Con il Gesù storico. La ricerca storica sul personaggio, che ha due secoli e continua, si occupa di che cosa sia documentabile di un uomo vissuto in Galilea. È un lavoro legittimo e con metodi propri, e riguarda un'altra domanda: qui non si tratta di ciò che si può ricostruire, ma di ciò che quell'evento sarebbe. Le due indagini non si contraddicono e non si sostituiscono.
Con la figura morale.

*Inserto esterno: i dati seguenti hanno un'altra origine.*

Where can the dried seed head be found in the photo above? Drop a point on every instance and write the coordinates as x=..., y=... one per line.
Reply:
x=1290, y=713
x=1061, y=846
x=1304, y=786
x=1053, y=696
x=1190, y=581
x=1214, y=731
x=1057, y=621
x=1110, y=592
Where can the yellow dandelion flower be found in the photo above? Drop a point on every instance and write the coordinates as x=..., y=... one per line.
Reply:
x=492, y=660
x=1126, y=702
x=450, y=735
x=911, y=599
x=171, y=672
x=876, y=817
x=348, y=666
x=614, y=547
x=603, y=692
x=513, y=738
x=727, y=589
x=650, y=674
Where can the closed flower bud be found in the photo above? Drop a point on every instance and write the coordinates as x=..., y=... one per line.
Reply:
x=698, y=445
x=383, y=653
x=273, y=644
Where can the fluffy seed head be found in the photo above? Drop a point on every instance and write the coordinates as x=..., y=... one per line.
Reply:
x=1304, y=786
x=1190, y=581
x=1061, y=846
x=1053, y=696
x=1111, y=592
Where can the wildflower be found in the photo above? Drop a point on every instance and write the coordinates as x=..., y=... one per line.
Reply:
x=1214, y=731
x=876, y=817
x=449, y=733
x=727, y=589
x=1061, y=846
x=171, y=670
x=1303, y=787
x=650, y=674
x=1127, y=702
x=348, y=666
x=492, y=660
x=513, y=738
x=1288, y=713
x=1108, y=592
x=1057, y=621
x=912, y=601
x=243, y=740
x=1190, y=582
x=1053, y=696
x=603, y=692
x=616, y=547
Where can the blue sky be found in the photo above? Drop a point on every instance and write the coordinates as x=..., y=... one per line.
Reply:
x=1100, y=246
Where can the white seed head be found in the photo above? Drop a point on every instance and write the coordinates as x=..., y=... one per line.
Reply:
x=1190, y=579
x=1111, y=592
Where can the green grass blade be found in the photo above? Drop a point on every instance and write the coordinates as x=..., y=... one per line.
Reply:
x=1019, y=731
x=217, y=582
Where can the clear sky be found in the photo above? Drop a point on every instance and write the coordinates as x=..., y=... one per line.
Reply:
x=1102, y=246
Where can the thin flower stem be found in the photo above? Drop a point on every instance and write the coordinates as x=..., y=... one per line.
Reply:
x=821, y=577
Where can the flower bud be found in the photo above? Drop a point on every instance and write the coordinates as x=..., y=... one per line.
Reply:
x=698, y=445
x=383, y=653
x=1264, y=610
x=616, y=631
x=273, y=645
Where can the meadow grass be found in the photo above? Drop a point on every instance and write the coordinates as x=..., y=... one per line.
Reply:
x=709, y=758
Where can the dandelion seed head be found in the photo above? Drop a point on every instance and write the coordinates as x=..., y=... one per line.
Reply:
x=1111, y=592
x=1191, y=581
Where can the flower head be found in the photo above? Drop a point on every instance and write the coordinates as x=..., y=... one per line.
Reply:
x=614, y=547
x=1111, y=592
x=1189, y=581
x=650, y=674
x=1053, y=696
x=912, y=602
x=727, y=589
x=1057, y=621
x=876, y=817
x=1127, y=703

La riduzione a maestro di morale, esempio di bontà, riformatore sociale è la lettura ottocentesca liberale, ed è quella che la definizione breve esclude per prima. Non è ostile e non è falsa nei fatti che riporta: è che toglie all'affermazione tutto ciò che aveva di scandaloso, e ciò che resta non spiega perché qualcuno si sia fatto uccidere per essa.

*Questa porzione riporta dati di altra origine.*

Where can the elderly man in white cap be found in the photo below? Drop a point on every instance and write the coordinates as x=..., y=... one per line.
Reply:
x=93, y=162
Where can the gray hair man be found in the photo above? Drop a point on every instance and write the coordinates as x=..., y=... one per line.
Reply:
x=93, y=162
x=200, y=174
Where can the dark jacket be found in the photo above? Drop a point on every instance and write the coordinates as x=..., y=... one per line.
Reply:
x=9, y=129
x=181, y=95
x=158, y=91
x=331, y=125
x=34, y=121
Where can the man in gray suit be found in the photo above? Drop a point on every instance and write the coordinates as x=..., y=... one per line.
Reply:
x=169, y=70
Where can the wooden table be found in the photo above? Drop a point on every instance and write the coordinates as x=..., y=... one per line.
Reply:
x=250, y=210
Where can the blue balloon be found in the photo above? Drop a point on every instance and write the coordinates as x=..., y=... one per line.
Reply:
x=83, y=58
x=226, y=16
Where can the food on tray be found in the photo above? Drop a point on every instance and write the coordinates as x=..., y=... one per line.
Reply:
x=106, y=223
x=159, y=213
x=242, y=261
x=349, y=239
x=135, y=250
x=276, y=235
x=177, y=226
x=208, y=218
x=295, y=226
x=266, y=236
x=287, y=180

Con il Cristo della teologia istituzionale. La definizione breve lo distingue, e conviene precisare che non significa contrapposizione. Le formule conciliari, due nature in una persona, dicono cose precise e sono il risultato di secoli di lavoro sul problema. Questa biblioteca non le nega e non le usa come cornice: lavora sul registro cosmico, che è documentato negli stessi testi e ha una tradizione propria.

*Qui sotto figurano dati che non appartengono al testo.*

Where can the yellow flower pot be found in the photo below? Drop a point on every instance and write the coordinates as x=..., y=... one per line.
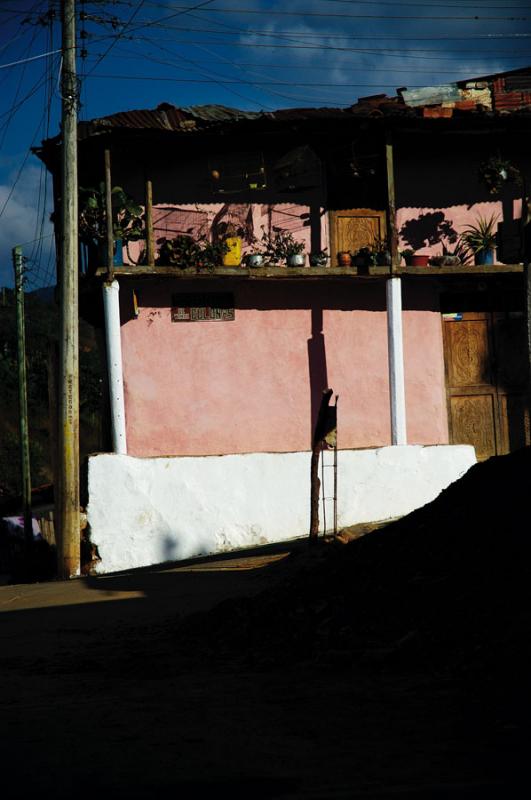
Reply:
x=233, y=256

Con una forza impersonale. Il vocabolario di «energia cristica» diffuso nella spiritualità contemporanea prende il registro cosmico e ne toglie la persona e la storia, ottenendo un principio universale disponibile a chiunque. È l'operazione opposta a quella della riduzione morale, e produce lo stesso risultato: toglie lo scandalo. La voce sull'Incarnazione spiega perché quello scandalo, in questo impianto, non sia un accessorio.